Linkage mapping and genome-wide association study identified two peanut late leaf spot resistance loci, PLLSR-1 and PLLSR-2, using nested association mapping

Authors: GANGURDE, SUNIL - University Of Georgia; THOMPSON, ETHAN - University Of Georgia; YADURU, SHASIDHAR - University Of Georgia; WANG, HUI - University Of Georgia; FOUNTAIN, JAKE - University Of Georgia; CHU, YE - University Of Georgia; OZIAS-AKINS, PEGGY - University Of Georgia; ISLEIB, THOMAS - North Carolina State University; Holbrook Jr, C; DUTTA, BHABESH - University Of Georgia; CULBREATH, A - University Of Georgia; PANDEY, M - International Crops Research Institute For Semi-Arid Tropics (ICRISAT) - India; Guo, Baozhu

Submitted to: Phytopathology
Publication Type: Peer Reviewed Journal
Publication Acceptance Date: 2/14/2024
Publication Date: 6/19/2024
Citation: Gangurde, S.S., Thompson, E., Yaduru, S., Wang, H., Fountain, J., Chu, Y., Ozias-Akins, P., Isleib, T.G., Holbrook Jr, C.C., Dutta, B., Culbreath, A.K., Pandey, M.K., Guo, B. 2024. Linkage mapping and genome-wide association study identified two peanut late leaf spot resistance loci, PLLSR-1 and PLLSR-2, using nested association mapping. Phytopathology. 114:1346-1355. https://doi.org/10.1094/PHYTO-04-23-0143-R.
DOI: https://doi.org/10.1094/PHYTO-04-23-0143-R

Interpretive Summary: Next-generation genetic mapping populations like nested-association mapping (NAM) provide an exciting avenue for establishing marker-trait associations. For peanut, the advent of new genomic resources including a complete genome sequence and SNP arrays allows for the rapid and accurate genotyping of breeding lines.

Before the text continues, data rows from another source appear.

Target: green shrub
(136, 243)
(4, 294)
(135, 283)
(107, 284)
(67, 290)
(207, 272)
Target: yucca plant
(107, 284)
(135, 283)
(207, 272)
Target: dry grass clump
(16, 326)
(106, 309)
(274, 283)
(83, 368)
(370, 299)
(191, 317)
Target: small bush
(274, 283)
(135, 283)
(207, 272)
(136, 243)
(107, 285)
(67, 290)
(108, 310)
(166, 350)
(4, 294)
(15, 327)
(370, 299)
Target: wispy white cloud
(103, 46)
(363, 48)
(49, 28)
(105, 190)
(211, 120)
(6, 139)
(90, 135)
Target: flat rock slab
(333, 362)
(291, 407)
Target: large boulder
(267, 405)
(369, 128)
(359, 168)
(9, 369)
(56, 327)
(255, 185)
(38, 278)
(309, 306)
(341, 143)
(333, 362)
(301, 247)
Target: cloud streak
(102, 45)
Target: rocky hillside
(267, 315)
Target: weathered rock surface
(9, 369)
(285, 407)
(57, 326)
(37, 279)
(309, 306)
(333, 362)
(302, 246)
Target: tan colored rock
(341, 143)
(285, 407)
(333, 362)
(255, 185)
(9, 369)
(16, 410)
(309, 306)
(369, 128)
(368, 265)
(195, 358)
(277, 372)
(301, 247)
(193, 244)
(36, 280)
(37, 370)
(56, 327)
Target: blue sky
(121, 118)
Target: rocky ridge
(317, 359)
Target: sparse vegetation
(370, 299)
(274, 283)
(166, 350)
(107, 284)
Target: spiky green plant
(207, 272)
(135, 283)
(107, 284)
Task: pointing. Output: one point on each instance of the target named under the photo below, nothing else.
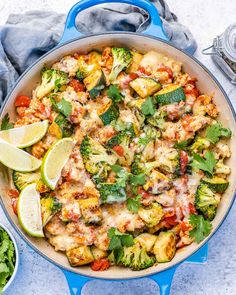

Genotyping of NAM_Tifrunner population with peanut 58K SNP array and three years of field phenotyping allowed for this study to identify QTLs and SNP markers associated with late leaf spot resistance and shed light on the defense mechanisms employed by peanut against this disease. NAM_Tifrunner population identified two peanut late leaf spot resistance loci, ‘PLLSD-1’ on chromosome A02/B02 and ‘PLLSD-2’ on chromosome B03. PLLSR-1 has 10 NBS-LRR disease resistant genes on B02, and an NBS-LRR disease resistance gene was also identified on homeologous chromosome A02. This is a testament to the power of the NAM approach for genetic dissection of complex traits.

Technical Abstract: Identification of genetic markers linked to late leaf spot (LLS) disease resistance in peanut (Arachis hypogaea) has been a focus of molecular breeding for U.S. industry funded peanut genome project. Efforts have been hindered by limited mapping resolution due to low levels of genetic recombination and marker density available in traditional biparental mapping populations. To address this, a multi-parental nested association mapping (NAM) population has been used and genotyped with peanut 58 K SNP array. LLS severity was evaluated in the field for three years. Joint linkage-based QTL mapping identified nine QTLs with significant phenotypic variance explained (PVE) up to 47.7%. A genome-wide association study (GWAS) identified 13 SNPs consistently associated with resistance to LLS. Two genomic regions harboring the consistent QTLs and SNPs were identified from 1,336 Kb to 1,520 Kb (184 Kb) on chromosome B02 and from 1,026.9 Kb to 1,793.2 Kb (767 Kb) on chromosome B03, designed as peanut late leaf spot resistance locus PLLSR-1 and PLLSR-2, respectively. PLLSR-1 has 10 NBS-LRR disease resistant genes on B02, and an NBS-LRR disease resistance gene Arahy.VKVT6A was also identified on chromosome A02. PLLSR-2 has five significant SNPs associated with five different genes encoding callose synthase, pollen defective in guidance protein, pentatricopeptide repeat (PPR), acyl-activating enzyme, and C2 GRAM domains-containing protein, respectively. This study highlights the power of multi-parent populations such as NAM for genetic mapping and marker-trait association studies in peanut. Validation of these two LLS resistance loci will be needed for marker-assisted breeding.